E a mettere, con ogni probabilità, la parola fine a quella che davvero è sembrata essere l’ennesima fake news che circola sul web, arrivano i dati della procura di Milano che, in quest’ultimo periodo, si è data da fare per analizzare e tentare di contrastare il fenomeno. Bene: delle centinaia di segnalazioni che hanno riempito gli uffici dei magistrati, a oggi, si è riuscito ad accertare soltanto un caso.

BLUE WHALE, UN SOLO CASO ACCERTATO

Si tratta di una 20enne milanese che, stando a quanto riferito dalla polizia postale, avrebbe convinto una ragazzina di 12 anni che vive tra Roma e il nord Italia a procurarsi dei tagli sulle braccia. Il tutto attraverso Instagram, il social network scelto per questo scopo. La procura milanese, in questo caso, sta indagando per istigazione al suicidio. Tutto il resto, invece, sembra essere stato un gigantesco falso allarme.

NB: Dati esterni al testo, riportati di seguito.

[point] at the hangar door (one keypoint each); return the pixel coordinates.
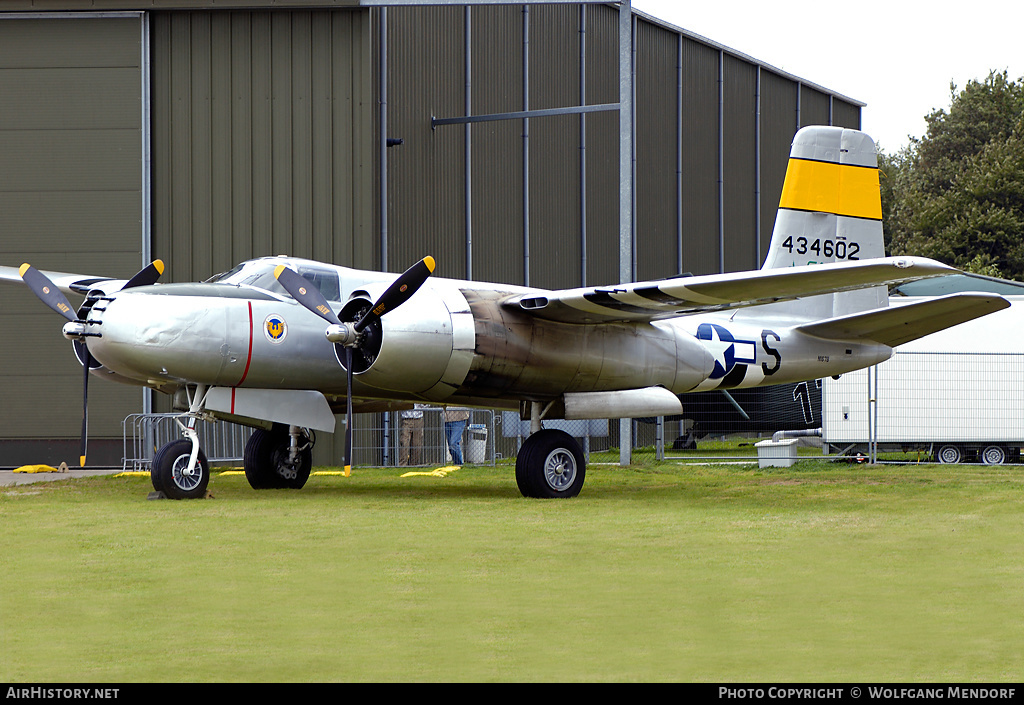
(72, 191)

Le segnalazioni arrivate alla procura di Milano negli uffici del pm Cristian Barilli (del dipartimento guidato dal pm Cristiana Roveda) hanno portato sì all’apertura di una serie di fascicoli per accertamenti anche su casi di suicidio o tentato suicidio, alcuni dei quali avrebbero riguardato studenti di una stessa scuola del Milanese. Ma il più delle volte si è trattato di atti piuttosto lievi di autolesionismo come semplice emulazione di un fenomeno che sembrerebbe essere stato ingigantito dal tam tam mediatico.

BLUE WHALE, LA POLEMICA DOPO IL SERVIZIO DELLE IENE

Del resto, che qualcosa non stesse andando per il verso giusto, se n’erano accorti anche i principali network. Clamorosa, ad esempio, fu l’operazione portata avanti da Selvaggia Lucarelli per il Fatto Quotidiano, che arrivò a far confessare a Matteo Viviani – giornalista del programma Mediaset Le Iene che per primo aveva parlato del fenomeno in Italia – di aver utilizzato dei materiali falsi per confezionare il suo servizio. Del resto, come dimostrato dal sito di debunking Valigia Blu, le ricerche su Google del Blue Whale in Italia erano praticamente inesistenti prima del servizio delle Iene. Basta tutto questo per archiviare definitivamente il Blue Whale come un fenomeno creato dalla potenza di alcuni mass-media?